Tenho inveja das Pedras (...)
Vejo os dias através da janela de casa, aqui, do lado de dentro, o tempo é diferente para mim. Lá fora não, lá fora o tempo é igual, único. Ontem saí de casa, notei algo estranho: as casas pelo caminho mudaram suas cores, algumas lojas, das quais eu nunca cheguei a conhecer, fecharam-se, outras mudaram de nome. Subiram muros, desceram postes, cobriram asfaltos, mudaram de tudo lá fora.

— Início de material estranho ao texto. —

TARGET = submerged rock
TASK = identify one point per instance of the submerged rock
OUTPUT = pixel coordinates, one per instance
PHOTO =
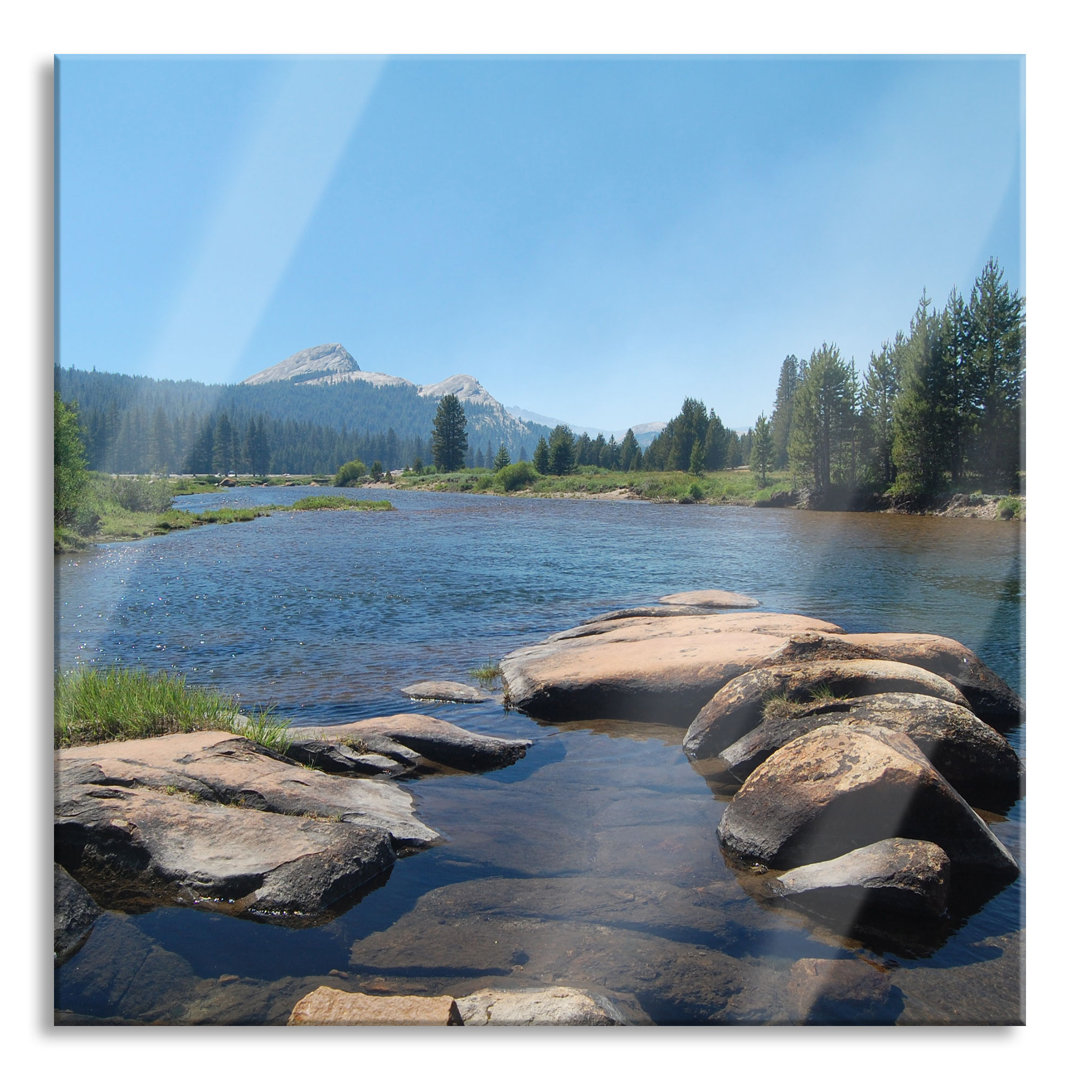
(740, 705)
(711, 598)
(539, 1007)
(75, 914)
(893, 877)
(339, 757)
(824, 990)
(444, 690)
(327, 1006)
(647, 667)
(439, 741)
(841, 787)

Por mais que aqui o tempo tenha passado — digo, eu sei que ele passou, pois estou claramente mais velho, meus cabelos crescem dia pós dia e sinto-me um pouco mais magro —, eu sinto que o tempo em mim não condiz com o tempo lá fora. Guardo comigo a lembrança de uma época não tão distante, nada de muito espetacular, a princípio. Era uma moça, ela estendia suas roupas cantando uma canção e, embora a distância fosse curta, eu não podia ouvi-la, mas me pareceu ser um flashback bem antigo — como os que tocam nas radias durante a madrugada. Ela fechava os olhos ao cantar, não sei o porquê, mas sinto que aquela era sua maneira de contemplar a canção. Seu vestido azul tinha a cor do mar, era longo e justo, tecido fino, dançando ao vento. Eu a via da varanda de casa quase todos os dias: pela manhã ela pouco dava as caras, pela tarde aparecia as vezes, o bom mesmo era vê-la à noite, quando ela passava horas olhando as estrelas.

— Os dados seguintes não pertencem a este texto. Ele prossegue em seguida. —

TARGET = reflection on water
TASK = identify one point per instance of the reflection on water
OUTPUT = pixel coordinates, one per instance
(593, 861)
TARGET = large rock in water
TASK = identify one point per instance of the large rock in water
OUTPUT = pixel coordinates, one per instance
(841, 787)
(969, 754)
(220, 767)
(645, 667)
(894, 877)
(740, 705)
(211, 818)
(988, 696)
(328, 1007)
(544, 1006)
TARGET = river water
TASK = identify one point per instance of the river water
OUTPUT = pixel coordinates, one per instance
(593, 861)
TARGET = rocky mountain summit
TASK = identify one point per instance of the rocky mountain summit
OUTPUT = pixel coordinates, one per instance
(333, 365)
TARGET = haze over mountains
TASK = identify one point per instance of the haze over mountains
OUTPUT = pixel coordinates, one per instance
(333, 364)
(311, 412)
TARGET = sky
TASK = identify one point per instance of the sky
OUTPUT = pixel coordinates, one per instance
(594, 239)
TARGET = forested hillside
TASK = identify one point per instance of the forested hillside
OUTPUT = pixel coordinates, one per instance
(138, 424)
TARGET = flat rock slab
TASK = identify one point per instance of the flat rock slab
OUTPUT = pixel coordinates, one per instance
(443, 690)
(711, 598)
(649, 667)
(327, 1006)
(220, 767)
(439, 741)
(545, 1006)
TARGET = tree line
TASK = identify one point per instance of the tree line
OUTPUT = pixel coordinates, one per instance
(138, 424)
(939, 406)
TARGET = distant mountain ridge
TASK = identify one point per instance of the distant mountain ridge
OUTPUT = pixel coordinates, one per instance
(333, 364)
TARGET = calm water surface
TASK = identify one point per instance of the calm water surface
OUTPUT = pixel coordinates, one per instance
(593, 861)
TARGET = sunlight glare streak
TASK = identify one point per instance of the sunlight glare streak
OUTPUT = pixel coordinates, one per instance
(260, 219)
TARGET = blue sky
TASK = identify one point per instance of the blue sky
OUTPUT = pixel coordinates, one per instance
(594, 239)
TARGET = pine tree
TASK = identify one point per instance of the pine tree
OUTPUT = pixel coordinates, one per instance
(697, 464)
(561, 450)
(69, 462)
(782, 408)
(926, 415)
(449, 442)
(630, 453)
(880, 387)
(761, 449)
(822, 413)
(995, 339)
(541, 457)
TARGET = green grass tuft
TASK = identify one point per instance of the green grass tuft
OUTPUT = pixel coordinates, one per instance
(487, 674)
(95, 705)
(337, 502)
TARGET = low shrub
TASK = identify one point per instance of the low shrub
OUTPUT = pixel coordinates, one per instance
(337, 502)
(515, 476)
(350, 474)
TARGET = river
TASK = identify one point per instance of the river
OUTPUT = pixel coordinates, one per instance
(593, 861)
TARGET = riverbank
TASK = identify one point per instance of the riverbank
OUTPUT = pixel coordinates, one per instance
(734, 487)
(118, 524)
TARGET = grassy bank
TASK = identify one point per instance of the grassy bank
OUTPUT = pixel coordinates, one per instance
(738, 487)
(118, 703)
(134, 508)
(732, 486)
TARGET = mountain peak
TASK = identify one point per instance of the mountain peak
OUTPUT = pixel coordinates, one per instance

Hoje já não posso vê-la, o tempo passou e a levou daqui de minhas vistas. Entendi que havia realmente partido quando as cordas do varal foram retiradas de sua casa. O que restou foi um grande pedaço de pedra habitado pelo silêncio, não havia gente, não havia vida, apenas solidão. A vida andou para ela, lhe dando novos rumos... Em algum lugar, quem sabe, ela usa seu vestido azul e, enquanto a tarde cai num céu alaranjado e cintilante, canta sua canção antiga novamente — nunca soube qual era aquela canção.

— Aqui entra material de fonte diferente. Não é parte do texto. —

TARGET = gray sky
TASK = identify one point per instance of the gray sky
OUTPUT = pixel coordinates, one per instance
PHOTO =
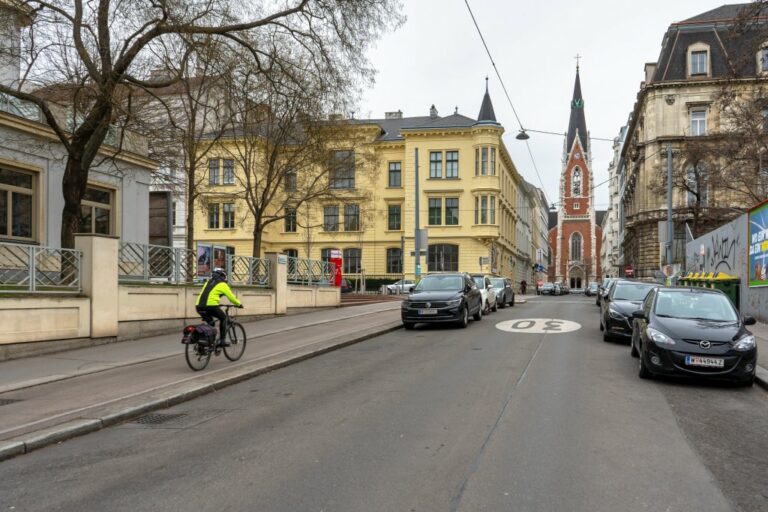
(437, 57)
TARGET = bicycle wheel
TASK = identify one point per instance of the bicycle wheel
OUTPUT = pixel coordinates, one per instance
(197, 356)
(236, 335)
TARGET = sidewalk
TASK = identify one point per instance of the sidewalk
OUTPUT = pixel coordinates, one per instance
(49, 398)
(760, 330)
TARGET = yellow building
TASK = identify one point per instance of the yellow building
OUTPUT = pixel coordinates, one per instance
(470, 194)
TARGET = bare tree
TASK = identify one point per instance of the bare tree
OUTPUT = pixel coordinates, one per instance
(100, 49)
(288, 157)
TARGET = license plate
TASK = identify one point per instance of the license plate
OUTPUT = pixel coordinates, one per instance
(712, 362)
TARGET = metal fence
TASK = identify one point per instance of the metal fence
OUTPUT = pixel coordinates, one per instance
(142, 262)
(35, 269)
(310, 272)
(244, 270)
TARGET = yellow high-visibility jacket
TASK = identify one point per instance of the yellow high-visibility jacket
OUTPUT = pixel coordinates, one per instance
(211, 294)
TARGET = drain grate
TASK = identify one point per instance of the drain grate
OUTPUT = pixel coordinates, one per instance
(160, 419)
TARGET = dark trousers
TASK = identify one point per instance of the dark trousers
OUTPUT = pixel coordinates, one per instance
(208, 313)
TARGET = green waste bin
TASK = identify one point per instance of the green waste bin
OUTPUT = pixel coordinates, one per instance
(728, 284)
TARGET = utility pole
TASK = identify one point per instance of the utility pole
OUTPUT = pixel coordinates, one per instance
(417, 230)
(670, 225)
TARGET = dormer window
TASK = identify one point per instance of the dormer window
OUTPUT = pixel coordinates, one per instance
(698, 60)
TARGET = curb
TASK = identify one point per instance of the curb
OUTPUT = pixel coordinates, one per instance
(75, 428)
(761, 377)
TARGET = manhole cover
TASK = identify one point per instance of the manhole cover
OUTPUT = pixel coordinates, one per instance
(160, 419)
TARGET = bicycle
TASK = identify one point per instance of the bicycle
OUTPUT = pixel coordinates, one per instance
(198, 351)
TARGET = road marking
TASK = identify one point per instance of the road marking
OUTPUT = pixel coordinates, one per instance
(538, 326)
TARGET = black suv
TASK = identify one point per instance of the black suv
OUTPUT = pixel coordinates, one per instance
(441, 298)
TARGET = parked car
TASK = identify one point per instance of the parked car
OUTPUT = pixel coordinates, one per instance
(401, 286)
(603, 289)
(695, 332)
(505, 294)
(483, 282)
(617, 307)
(441, 298)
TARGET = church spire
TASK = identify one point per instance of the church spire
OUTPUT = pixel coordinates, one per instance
(486, 109)
(578, 124)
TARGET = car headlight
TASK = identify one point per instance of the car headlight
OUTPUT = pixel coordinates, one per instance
(615, 313)
(745, 343)
(659, 337)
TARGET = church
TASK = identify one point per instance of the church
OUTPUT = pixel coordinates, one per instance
(575, 235)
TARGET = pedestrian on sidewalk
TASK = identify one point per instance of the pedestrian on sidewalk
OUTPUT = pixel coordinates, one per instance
(208, 301)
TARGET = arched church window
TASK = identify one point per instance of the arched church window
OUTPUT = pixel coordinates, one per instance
(576, 182)
(576, 246)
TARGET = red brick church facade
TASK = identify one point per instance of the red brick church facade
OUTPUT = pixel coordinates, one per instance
(575, 236)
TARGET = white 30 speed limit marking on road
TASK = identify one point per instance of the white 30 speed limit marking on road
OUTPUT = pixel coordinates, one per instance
(538, 326)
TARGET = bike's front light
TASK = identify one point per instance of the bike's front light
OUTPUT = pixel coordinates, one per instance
(659, 337)
(745, 343)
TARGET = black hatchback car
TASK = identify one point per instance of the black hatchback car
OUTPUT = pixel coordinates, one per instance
(442, 298)
(695, 332)
(617, 306)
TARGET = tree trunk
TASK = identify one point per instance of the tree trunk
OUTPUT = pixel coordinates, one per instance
(73, 188)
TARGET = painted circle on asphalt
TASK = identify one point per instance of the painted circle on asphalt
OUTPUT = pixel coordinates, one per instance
(538, 326)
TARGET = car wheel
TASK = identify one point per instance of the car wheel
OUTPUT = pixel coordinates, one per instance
(643, 372)
(464, 317)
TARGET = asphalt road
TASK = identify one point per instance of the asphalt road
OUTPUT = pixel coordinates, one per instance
(436, 419)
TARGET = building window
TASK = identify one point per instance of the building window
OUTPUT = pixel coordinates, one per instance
(16, 204)
(229, 215)
(576, 246)
(342, 174)
(229, 171)
(395, 175)
(394, 217)
(290, 220)
(352, 263)
(576, 182)
(213, 171)
(451, 211)
(351, 217)
(451, 164)
(291, 181)
(331, 218)
(698, 122)
(394, 261)
(435, 211)
(435, 164)
(213, 216)
(96, 211)
(699, 63)
(443, 257)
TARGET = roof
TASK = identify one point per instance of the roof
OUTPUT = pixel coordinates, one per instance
(722, 13)
(577, 126)
(729, 54)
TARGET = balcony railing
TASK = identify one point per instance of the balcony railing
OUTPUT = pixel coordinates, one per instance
(35, 269)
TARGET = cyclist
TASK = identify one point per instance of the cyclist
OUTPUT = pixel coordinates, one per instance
(207, 304)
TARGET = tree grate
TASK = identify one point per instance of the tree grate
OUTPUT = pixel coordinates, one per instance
(160, 419)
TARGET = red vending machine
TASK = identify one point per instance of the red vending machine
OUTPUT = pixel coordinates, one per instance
(336, 259)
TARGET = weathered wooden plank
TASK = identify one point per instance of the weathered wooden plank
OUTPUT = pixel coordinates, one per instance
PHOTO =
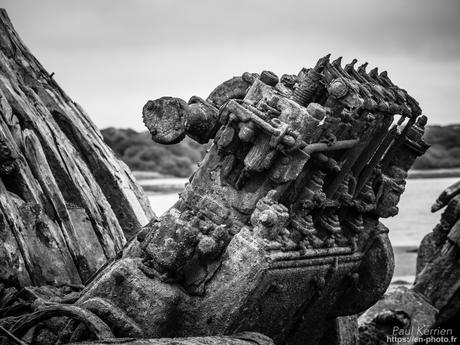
(67, 202)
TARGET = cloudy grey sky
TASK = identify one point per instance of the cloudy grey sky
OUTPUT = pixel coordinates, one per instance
(111, 56)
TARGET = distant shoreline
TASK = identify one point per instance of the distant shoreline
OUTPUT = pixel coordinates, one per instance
(413, 174)
(434, 173)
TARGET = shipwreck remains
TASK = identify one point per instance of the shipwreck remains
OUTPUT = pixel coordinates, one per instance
(277, 232)
(67, 205)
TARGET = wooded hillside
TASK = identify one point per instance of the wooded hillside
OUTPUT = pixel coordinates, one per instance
(139, 152)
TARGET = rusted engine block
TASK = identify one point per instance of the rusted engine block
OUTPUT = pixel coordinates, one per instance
(278, 230)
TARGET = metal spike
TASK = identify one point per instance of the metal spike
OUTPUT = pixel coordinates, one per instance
(384, 77)
(337, 62)
(374, 73)
(321, 63)
(349, 67)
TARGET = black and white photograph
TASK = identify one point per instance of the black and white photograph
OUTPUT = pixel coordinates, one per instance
(209, 172)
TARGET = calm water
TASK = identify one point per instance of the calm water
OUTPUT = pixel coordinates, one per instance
(406, 229)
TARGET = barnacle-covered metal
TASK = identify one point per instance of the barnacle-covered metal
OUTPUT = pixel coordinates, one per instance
(278, 230)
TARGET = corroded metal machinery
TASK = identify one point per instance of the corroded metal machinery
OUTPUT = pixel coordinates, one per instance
(278, 230)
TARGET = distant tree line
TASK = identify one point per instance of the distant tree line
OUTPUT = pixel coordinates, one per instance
(139, 152)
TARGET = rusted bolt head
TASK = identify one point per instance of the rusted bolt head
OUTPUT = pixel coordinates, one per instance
(269, 78)
(165, 118)
(268, 218)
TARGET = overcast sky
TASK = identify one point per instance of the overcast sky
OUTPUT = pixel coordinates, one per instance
(111, 56)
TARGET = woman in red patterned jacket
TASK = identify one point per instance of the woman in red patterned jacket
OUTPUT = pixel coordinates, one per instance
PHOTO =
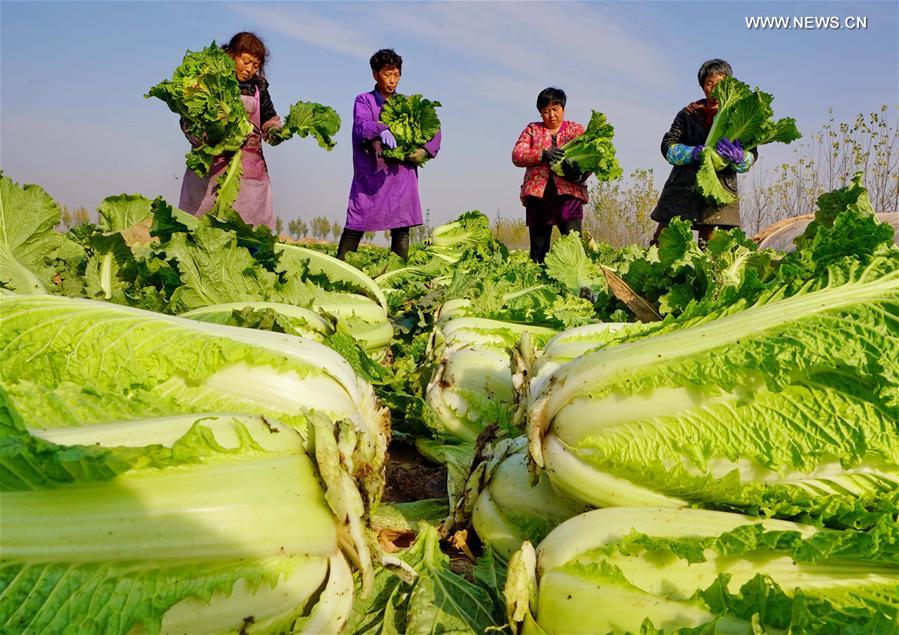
(549, 199)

Estou um pouco mais velho agora, o que vejo da janela são só pedras, lindas pedras que guardam outros seres viventes como eu. Sabe, eu queria ser como as pedras. Elas não pensam, não sentem, não desejam ser nada além delas mesmas, não possuem obrigações com a vida (e o que é vida para a pedra?). Pedra é pedra e sempre será pedra... Não possui consciência de si ou de seu redor. O tempo que agora passa por mim também passa por elas, mas passa por mim deixando uma grande história para trás, diferentemente delas, eu o sinto levando os dias e as pessoas para longe, para onde descansa o eterno. Eu invejo as pedras, pois ainda que façam algo delas — e fazem —, elas serão sempre aquilo que são, e isso, talvez, lhes seja o suficiente. Embora eu saiba que, de uma forma ou de outra, as pedras, também convivem com a solidão de ser nada mais que pedra.